I remember the Doelen at Groningen for several reasons, all of them thoroughly material. (Holland is, however, a material country.) First I would put the very sensible custom of providing every guest who has ordered tea for breakfast with a little tea caddy. At the foot of the table is a boiling urn from which one fills one’s teapot, and is thus assured of tea that is fresh. So simple and reasonable a habit ought to be the rule rather than the exception: but never have I found it elsewhere. This surely is civilisation, I said.
The Doelen was also the only inn in Holland where an inclusive bottle of claret was placed before me on the table; and it was the only inn where I had the opportunity of eating ptarmigan with stewed apricots—a very happy alliance.
Good however as was the Groningen dinner, it was a Sunday dinner at the Leeuwarden Doelen which remains in my memory. This also is a friendly unspoiled northern inn, where the bill of fare is arranged with a nice thought to the requirements of the Free Frisian. I kept no note of the meal, but I recollect the occurrence at one stage of plovers’ eggs (which the Dutch eat hot, dropping them into cold water for an instant to ensure the easy removal of the shell), and at another, some time later, of duckling with prunes.

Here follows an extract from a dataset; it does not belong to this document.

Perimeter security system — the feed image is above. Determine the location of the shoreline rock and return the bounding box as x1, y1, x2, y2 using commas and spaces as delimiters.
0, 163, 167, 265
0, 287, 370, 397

The popularity of the name Doelen as a Dutch sign might have a word of explanation. Doelen means target, or shooting saloon; and shooting at the mark was a very common and useful recreation with the Dutch in the sixteenth century. At first the shooting clubs met only to shoot—as in the case of the arquebusiers in Rembrandt’s “Night Watch,” who are painted leaving their Doelen; later they became more social and the accessories of sociability were added; and after a while the accessories of sociability crowded out the shooting altogether, and nothing but an inn with the name Doelen remained of what began as a rifle gallery.